Sparse-Denoising Methods for Extracting Desaturation Transients in Cerebral Oxygenation Signals of Preterm Infants

Abstract

Preterm infants are at high risk of developing brain injury in the first days of life as a consequence of poor cerebral oxygen delivery. Near-infrared spectroscopy (NIRS) is an established technology developed to monitor regional tissue oxygenation. Detailed waveform analysis of the cerebral NIRS signal could improve the clinical utility of this method in accurately predicting brain injury. Frequent transient cerebral oxygen desaturations are commonly observed in extremely preterm infants, yet their clinical significance remains unclear. The aim of this study was to examine and compare the performance of two distinct approaches in isolating and extracting transient deflections within NIRS signals. We optimized three different simultaneous low-pass filtering and total variation denoising (LPFTVD) methods and compared their performance with a recently proposed method that uses singular-spectrum analysis and the discrete cosine transform (SSADCT).

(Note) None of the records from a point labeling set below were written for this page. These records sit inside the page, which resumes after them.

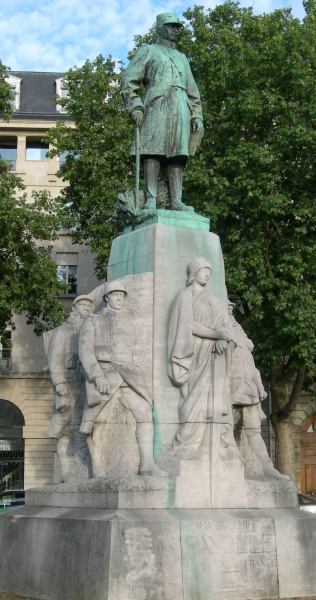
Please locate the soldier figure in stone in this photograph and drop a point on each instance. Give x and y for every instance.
(200, 335)
(247, 393)
(106, 353)
(169, 114)
(68, 381)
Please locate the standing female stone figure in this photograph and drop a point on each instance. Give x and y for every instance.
(200, 335)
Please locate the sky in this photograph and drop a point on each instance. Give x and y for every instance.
(54, 35)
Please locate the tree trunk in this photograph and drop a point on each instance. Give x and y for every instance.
(283, 403)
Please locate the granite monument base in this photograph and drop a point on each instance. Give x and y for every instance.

Parameters for the LPFTVD methods were optimized over a grid search using synthetic NIRS-like signals. The SSADCT method was modified with a post-processing procedure to increase sparsity in the extracted components. Our analysis, using a synthetic NIRS-like dataset, showed that a LPFTVD method outperformed the modified SSADCT method: median mean-squared error of 0.97 (95% CI: 0.86 to 1.07) was lower for the LPFTVD method compared to the modified SSADCT method of 1.48 (95% CI: 1.33 to 1.63), P<0.001. The dual low-pass filter and total variation denoising methods are considerably more computational efficient, by 3 to 4 orders of magnitude, than the SSADCT method. More research is needed to examine the efficacy of these methods in extracting oxygen desaturation in real NIRS signals.